I also read THE ABYSS SURROUNDS US by Emily Skrutskie. Lesbians! Pirates! Sea monsters! Adventure! A morally gray world with extremely morally gray characters! Super super fun.
And I’m reading the Serial Box Publishing THE WITCH THAT CAME IN FROM THE COLD. If you like fantasy, history, and the Cold War, you absolutely MUST be reading this! And the format’s so cool!
Romance wise, I just finished STRONG SIGNAL by Megan Erickson and Santino Hassell. One of my favorite contemporary romances, and one of the best depictions of anxiety/panic disorder I’ve seen in any book, ever.
Nicole also asked about my experience fostering and rescuing animals!
I fostered and rescued for various organizations for five years. I don’t have the space or time to do it right now (and I have some easily stressed out kitties these days, and they come first) but it was a really important part of my life for a long time. Fostering is also a really great way to help save animals but without a long term commitment like adoption. Each rescue organization has a different way of handling fosters, so ask around and find an org that works for you!
Greg Andree asked me to talk about the art of writing flirting, the beginning of intimacy between characters.
This is something I’m always working on, actually. I keep in mind that everything’s a gradual escalation and I use a lot of banter, quips, and teasing (just like I do in real life!). This post helped me a lot when I was writing the District Ballet Company books!
My amazing CP and friend and rock-in-the-wild-world-of-publishing Christina June asked me to talk about my process with freelance manuscripts.

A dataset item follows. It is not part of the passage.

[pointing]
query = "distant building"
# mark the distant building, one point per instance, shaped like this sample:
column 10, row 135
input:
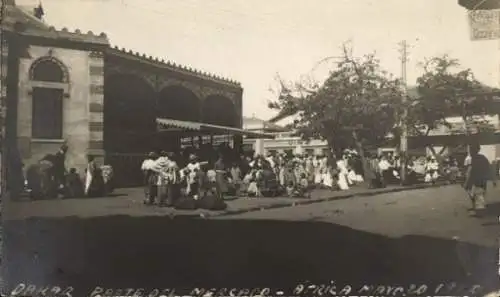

I usually try to read through the manuscript first on my e-reader and I take hand notes. Then I read through again in Microsoft Word, adding in my notes from my first read and adding anything additional that came up as I reread. I usually try to sketch out the book on a piece of paper, seeing if I can break it into acts and scenes so I can see where the pacing might lag or where we lose control of the plot. I then make a list of what I think the characters’ motivations, needs, and stakes are because if I can’t make a list of those after two reads, then that’s probably something that can be fleshed out a bit more. Most of the time, I divide my edit letters into topics. Plot/Structure, Character, Motivation, Setting, that type of thing. And if the client’s sent me specific questions or feedback they’ve gotten from an agent, I’ll try to address that in the edit letter as well. Usually I have quite a bit of back and forth with clients via email afterwards as they talk through the notes and we come up with solutions for various problems.
The brilliant and very talented you should go read her books Rose Lerner sent me Hamilton lyrics, so naturally…
I’m obsessed, like most of the internet at this point, and I really need everyone to go listen to the soundtrack five, ten, or a hundred times and then tell me all of your feelings. Thank you.